Charleroi-Centre Cinq trafiquants répondent d’un vaste trafic de coke et d’héroïne sur Charleroi.

C’est en août 2015 que les forces de l’ordre ont reçu une information sur l’existence d’un trafic de drogue sur Dampremy, à hauteur de la chaussée de Bruxelles. Des observations et des écoutes téléphoniques ont aussitôt été mises en place et ont permis de cibler plusieurs suspects. Cinq individus en séjour illégal sur le territoire se livraient depuis plusieurs semaines à un vaste commerce de cocaïne et d’héroïne.

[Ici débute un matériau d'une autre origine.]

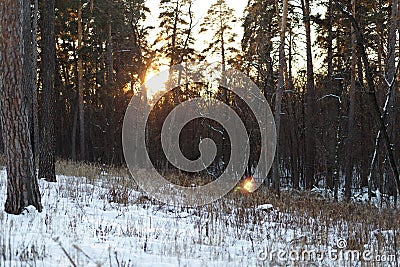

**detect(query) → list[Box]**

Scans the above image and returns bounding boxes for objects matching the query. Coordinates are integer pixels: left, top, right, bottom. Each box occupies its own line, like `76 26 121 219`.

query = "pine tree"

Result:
0 0 42 214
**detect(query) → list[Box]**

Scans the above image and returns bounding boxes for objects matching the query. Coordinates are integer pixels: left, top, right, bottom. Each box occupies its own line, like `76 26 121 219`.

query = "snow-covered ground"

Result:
0 168 399 267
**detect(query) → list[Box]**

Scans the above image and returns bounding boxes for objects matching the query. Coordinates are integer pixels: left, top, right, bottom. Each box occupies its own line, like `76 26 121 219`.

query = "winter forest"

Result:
0 0 400 266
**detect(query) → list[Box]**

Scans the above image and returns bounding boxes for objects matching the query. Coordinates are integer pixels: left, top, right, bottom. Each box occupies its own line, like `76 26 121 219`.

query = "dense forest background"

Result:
1 0 400 205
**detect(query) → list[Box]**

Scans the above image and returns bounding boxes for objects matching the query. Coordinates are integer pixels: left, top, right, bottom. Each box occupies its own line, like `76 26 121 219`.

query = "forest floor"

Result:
0 164 400 267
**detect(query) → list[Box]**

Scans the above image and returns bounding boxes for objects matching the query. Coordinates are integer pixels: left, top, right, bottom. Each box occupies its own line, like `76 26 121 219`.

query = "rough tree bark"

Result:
272 0 288 195
344 0 357 200
0 0 42 214
39 0 56 182
301 0 316 189
336 2 400 199
78 1 85 160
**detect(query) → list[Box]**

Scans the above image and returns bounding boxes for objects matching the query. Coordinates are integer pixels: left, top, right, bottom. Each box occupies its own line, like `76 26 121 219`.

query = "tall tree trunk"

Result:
301 0 316 189
23 0 37 161
336 2 400 195
31 0 40 168
344 0 357 200
39 0 56 182
78 1 85 160
0 0 42 214
272 0 288 194
326 0 339 190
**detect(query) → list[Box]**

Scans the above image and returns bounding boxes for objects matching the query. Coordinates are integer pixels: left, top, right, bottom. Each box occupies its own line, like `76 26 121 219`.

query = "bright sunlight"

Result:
146 66 168 99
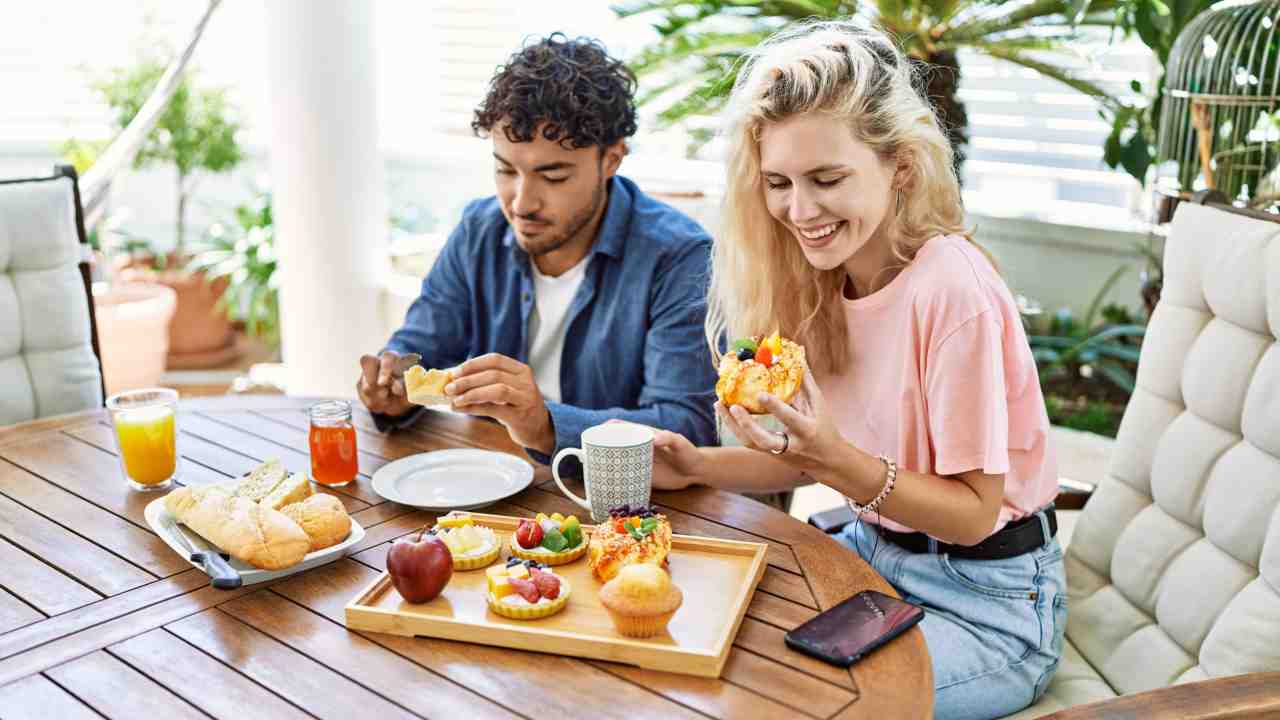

Chacun utilisait ses sous-dealers, au point que les enquêteurs ont un temps soupçonné qu’ils faisaient venir des clandestins en Belgique pour les utiliser comme revendeurs. Deux planques ont été identifiées : un appartement de Marcinelle où le locataire, Radem, organisait son petit trafic, et une habitation de Marchienne-au-Pont appartenant à Youssef. "C’est une grande maison", raconte ce dernier. "J’hébergeais sept jeunes chez moi mais je ne savais pas qu’il y avait de la drogue. De toute façon, j’avais trop peur d’eux pour les mettre dehors. Régulièrement, ils se battaient et sortaient même des couteaux". Les perquisitions ont permis de démanteler le trafic et d’intercepter cinq suspects. A Marcinelle, les policiers ont découvert 80 grammes d’héroïne, 6 grammes de coke et 1035 euros en liquide. "Radem a tenté de faire croire qu’il était mineur mais l’examen osseux a démontré le contraire", a précisé la substitute Broucke, ce jeudi, devant le tribunal correctionnel de Charleroi. "Il a expliqué qu’il s’était mis à vendre de la drogue dès son arrivée en Belgique sept mois plus tôt. Qu’il se fournissait en héroïne à Anvers et en cocaïne à Charleroi. Et que grâce à cela, il gagnait plus de 250 euros par jour !"

Au terme de son réquisitoire, le Ministère public a requis des peines de 30 mois à 4 ans de prison ferme pour les cinq prévenus. Leurs avocats, par contre, ont sollicité soit la clémence, soit l’acquittement pur et simple. Jugement le 15 juillet.